When fired into water, the PowRball shed its jacket every time. Water will make this happen more than gelatin as the fluid more easily gets between the lead bullet and the jacket. I recovered the expanded PowRball bullet and jacket fragments shown on the left side of the picture and those on the right from another shot. The bullet was not recovered as it completely penetrated the last jug of water! The expanded PowRball in the middle was recovered after "scientific mud expansion" testing. The recovered bullet and fragments on the left weighed 94.5-grains. The expanded bullet measured 0.59 X 0.64." Believe it or not, the PowRball recovered from the "scientific mud" weighed about 75-grains even with the dirt particles on it.

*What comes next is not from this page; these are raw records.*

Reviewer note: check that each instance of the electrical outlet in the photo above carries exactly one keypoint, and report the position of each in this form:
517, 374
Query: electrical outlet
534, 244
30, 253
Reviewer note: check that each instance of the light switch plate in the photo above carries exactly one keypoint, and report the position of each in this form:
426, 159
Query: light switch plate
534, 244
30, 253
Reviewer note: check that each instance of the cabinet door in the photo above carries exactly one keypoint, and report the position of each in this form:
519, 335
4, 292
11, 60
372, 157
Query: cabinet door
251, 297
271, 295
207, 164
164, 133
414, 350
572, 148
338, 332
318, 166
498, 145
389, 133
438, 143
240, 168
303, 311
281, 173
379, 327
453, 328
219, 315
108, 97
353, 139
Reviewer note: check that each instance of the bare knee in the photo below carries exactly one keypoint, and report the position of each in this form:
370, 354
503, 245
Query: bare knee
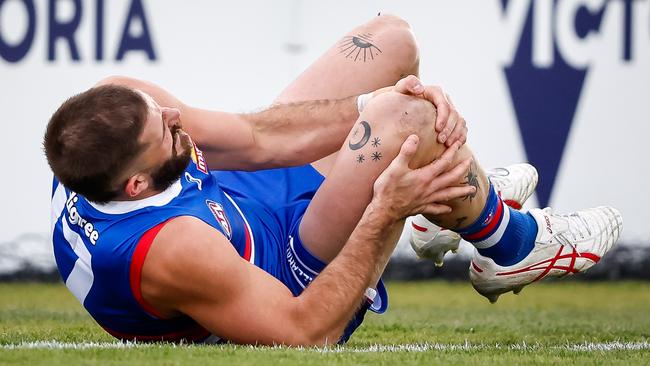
404, 114
397, 34
394, 116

Though not "bad," the felt recoil on the 100-grain PowRball was "sharper" than that of the 125-grain Corbon +P JHP. To me, the felt recoil of the PowRball and the 115-grain JHP are about the same. This is not surprising as the velocities are very similar.
From the same Mk III
Corbon 115-grain JHP +P: 1411 ft/sec
Corbon 100-grain PowRball +P: 1473
Corbon 125-grain JHP +P: 1258
Folks who do the serious gelatin testing report that the PowRball averages about 12" penetration in 10% ballistic gelatin and does so consistently, regardless of barriers.
Though the Mk III in the background reliably feeds about any JHP I've tried, the PowRball has both a rounded ogive and LOA that mimics FMJ. Shown with a Corbon 125-grain JHP, most would agree that the PowR ball would be more likely to feed well in a wider number of 9mm pistols.

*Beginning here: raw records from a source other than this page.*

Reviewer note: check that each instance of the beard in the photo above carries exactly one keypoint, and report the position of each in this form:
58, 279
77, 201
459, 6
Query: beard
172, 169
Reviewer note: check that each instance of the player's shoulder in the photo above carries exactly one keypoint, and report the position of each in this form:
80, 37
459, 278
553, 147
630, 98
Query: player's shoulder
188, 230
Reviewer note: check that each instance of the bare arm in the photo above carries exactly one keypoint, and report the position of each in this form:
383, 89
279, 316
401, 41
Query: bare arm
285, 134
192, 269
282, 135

With its "ball" profile, this PowRball should have no trouble in negotiating this Hi Power's feed ramp. For self-defense, a handgun's reliability is paramount. You get it with the PowRball and a cartridge capable of being put exactly where you want it should the rare need for a very precise "rescue shot" be necessary.

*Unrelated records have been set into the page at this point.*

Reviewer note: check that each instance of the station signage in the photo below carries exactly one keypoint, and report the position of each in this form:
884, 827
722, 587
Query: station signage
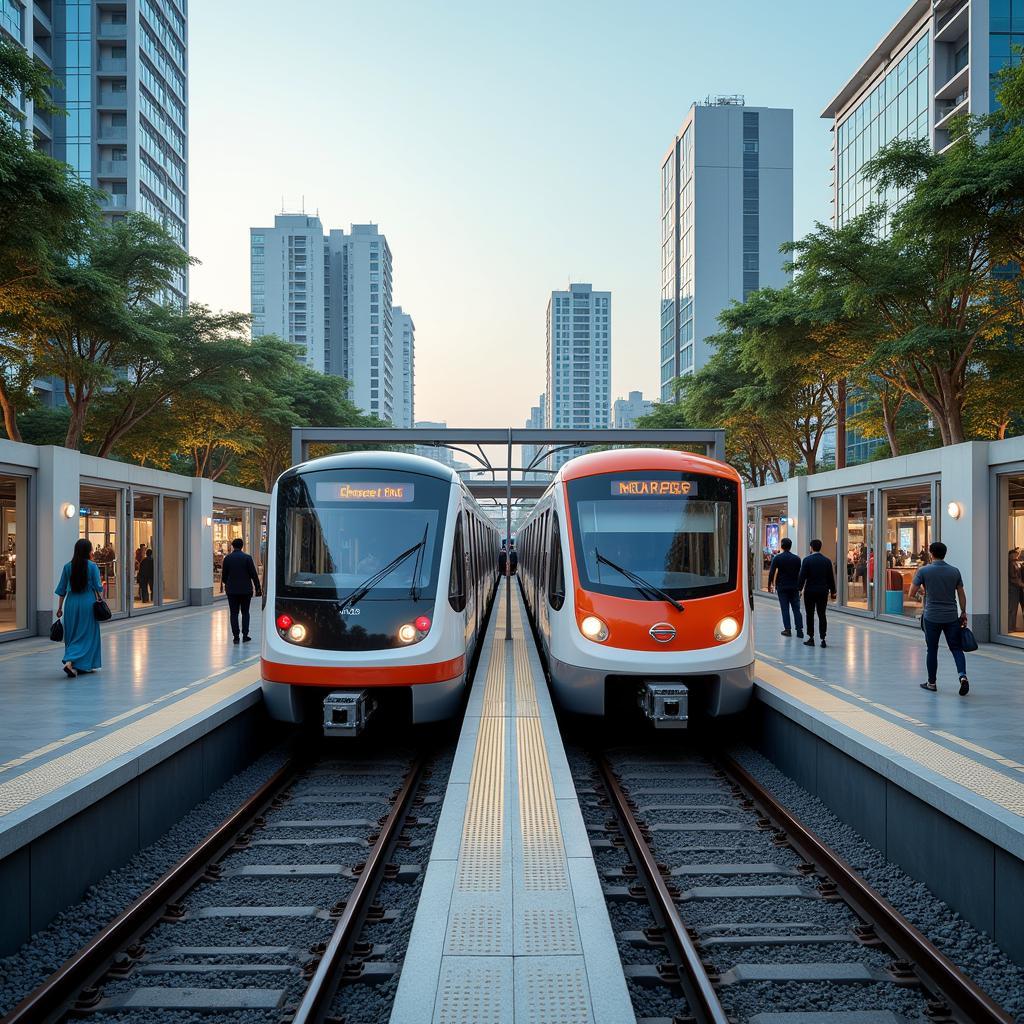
653, 488
388, 493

I was favorably impressed with the PowRball for a personal protection round for the private citizen. I would do some testing before using it myself, but I believe that it would make a potent 9mm load. In "scientific" terms, it has quite a bit of "whammy" and with decent placement, should "stop" a felon about as quickly as any commonly used defensive round and perhaps, quicker.
The 9mm 100-grain PowRball grouped well and was more consistent shot to shot than their .45 ACP, 165-grain PowRball that I tested several months ago. Both rounds feed reliably.
From a 5" 1911, it had an average velocity of 1220 ft/sec, but an extreme spread of 119, which resulted in a standard deviation of 40.
This 165-grain Corbon PowRball expanded well in water testing and was both reliable and accurate, but did not prove as consistent in standard deviation as did the 9mm version. The .45 ACP PowRball was the first caliber Corbon released this design in. More calibers are to follow.
For those concerned about feed reliability with a defensive load as well as over-penetration, the PowRball is a very viable choice. Both the 9mm and .45 ACP versions penetrate approximately 12" of ballistic gelatin and should remain inside the average human torso assuming a solid hit. Both "passed" the dreaded "4 Layers of Denim" testing routinely done by those seriously studying terminal ballistics and bullet performance.
I think it will be a winner and might make a viable choice for those wanting the same performance under a wide number of conditions, but who are unable to obtain or use several of the law enforcement only loads.